I can fly a card like a whirly bird, a hummer, between my hands. I can make any card jump to the top of the deck. I can predict cards that in person's hand. My shoelaces can, amazingly, and awesomely, and cooler than an icecube, tie themselves. James Randi, fraud as he is, is scared of my abilities so I won't bother with the million dollar prize. The cube factor is too scary him. I nned a beer.


How's that for an authentic post by a woo?
 
I can fly a card like a whirly bird, a hummer, between my hands. I can make any card jump to the top of the deck. I can predict cards that in person's hand. My shoelaces can, amazingly, and awesomely, and cooler than an icecube, tie themselves. James Randi, fraud as he is, is scared of my abilities so I won't bother with the million dollar prize. The cube factor is too scary him. I nned a beer.


How's that for an authentic post by a woo?
Punctuation use is too good. Not enough random capitalization. One type of font, fontsize, and fontcolor.
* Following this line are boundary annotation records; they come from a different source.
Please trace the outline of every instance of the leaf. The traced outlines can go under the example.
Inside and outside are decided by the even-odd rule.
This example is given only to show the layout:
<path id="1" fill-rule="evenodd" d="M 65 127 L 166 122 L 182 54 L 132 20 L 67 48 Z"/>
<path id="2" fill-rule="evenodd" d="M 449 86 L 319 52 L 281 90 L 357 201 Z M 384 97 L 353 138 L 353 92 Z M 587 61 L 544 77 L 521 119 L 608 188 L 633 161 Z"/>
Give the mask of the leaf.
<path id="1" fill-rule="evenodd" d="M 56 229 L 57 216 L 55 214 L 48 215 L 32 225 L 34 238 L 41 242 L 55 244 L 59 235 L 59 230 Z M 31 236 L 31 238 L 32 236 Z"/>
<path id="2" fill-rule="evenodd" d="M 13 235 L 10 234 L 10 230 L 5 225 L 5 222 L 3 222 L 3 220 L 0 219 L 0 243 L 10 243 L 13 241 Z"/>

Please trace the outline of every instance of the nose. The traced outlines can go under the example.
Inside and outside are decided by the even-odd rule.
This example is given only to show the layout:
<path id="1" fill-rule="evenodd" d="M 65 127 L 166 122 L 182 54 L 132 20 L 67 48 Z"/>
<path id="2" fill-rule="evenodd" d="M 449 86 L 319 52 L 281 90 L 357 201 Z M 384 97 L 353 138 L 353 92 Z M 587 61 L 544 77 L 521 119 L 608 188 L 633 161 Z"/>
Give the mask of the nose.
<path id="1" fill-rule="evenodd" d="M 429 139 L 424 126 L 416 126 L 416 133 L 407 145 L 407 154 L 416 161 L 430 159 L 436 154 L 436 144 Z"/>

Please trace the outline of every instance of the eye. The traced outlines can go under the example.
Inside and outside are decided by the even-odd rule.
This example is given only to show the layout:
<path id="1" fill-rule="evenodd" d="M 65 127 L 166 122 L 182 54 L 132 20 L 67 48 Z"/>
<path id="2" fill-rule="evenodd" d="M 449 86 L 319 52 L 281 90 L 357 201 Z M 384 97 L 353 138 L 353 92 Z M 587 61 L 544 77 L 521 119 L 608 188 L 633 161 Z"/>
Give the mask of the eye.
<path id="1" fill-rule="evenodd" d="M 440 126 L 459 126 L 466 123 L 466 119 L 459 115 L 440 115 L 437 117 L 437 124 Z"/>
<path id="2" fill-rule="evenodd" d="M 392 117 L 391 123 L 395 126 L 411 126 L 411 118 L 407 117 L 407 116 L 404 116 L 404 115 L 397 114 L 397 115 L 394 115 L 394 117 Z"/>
No soup for you.
 
BILLYDKID YOU NEED TO CHANGE YOU'RE AVITAR THE SPIDER IS THE SIGN OF SATAN YOU SIT IN YOU'RE WEB AND SIPN YOUR LIEs WHEN THE INOCENTS ARE LURRED IN THEIR STUCK!!! YOUR JUST WAITING WAITING WATING ARENT YOU FOR THE FLYS TO TAKE YOU'RE BATE THENYOU WILL SUCK THEM DRY AND THROW THEM AWAY...


[seriously, loved your post but your avatar gives me creeps all the way to the bone. I have a mean spider phobia. <<<shivers>>>]
 
If you recognize the quote, pat yourself on the back.

Of course, that quote was most likely inspired by the even more famous quote from - as billyjoe's already guessed - The Matrix:

There is no spoon.

Said by one of the kids Neo meets right before talking to The Oracle.


So I'm taking it that the OP was more likely to refer to that one. ;)
 
BILLYDKID YOU NEED TO CHANGE YOU'RE AVITAR THE SPIDER IS THE SIGN OF SATAN YOU SIT IN YOU'RE WEB AND SIPN YOUR LIEs WHEN THE INOCENTS ARE LURRED IN THEIR STUCK!!! YOUR JUST WAITING WAITING WATING ARENT YOU FOR THE FLYS TO TAKE YOU'RE BATE THENYOU WILL SUCK THEM DRY AND THROW THEM AWAY...


[seriously, loved your post but your avatar gives me creeps all the way to the bone. I have a mean spider phobia. <<<shivers>>>]
It's a tat, isn't it?
 
It's a tat, isn't it?
Yes Arkan, it's my new tat. Sorry Elizabeth, spiders sort of creep me out too, depending on the type. I kind of like those big bodied black and yellow garden spiders- though I wouldn't want one crawling on me. A couple of years ago we brought a plant inside for the winter and this monstrous spider crawled out of it - a giant brown thing with a body the size of my thumb. I threw a paper towel on it and stepped on it. It popped like a grape - almost made me puke. The thing about spiders is they are sort of like machines - machines that bite. They even walk using hydraulics. Pretty creepy.
 
yes, Next Time Type It In All Bolded Caps!!!!!!!!!!!! With Lots Of Exclamation Points!!!!!!!!!!!!!!!!!!!!!!!!!!!!!!!!!!!!!!!!!!
 
BILLYDKID YOU NEED TO CHANGE YOU'RE AVITAR THE SPIDER IS THE SIGN OF SATAN YOU SIT IN YOU'RE WEB AND SIPN YOUR LIEs WHEN THE INOCENTS ARE LURRED IN THEIR STUCK!!! YOUR JUST WAITING WAITING WATING ARENT YOU FOR THE FLYS TO TAKE YOU'RE BATE THENYOU WILL SUCK THEM DRY AND THROW THEM AWAY...

That is just bloody marvellous!

Uttery word perfect - you could post that on any fundie board and they'd be giving you hi-fives and saying prayers and calling halleluja for your wit and intelligence.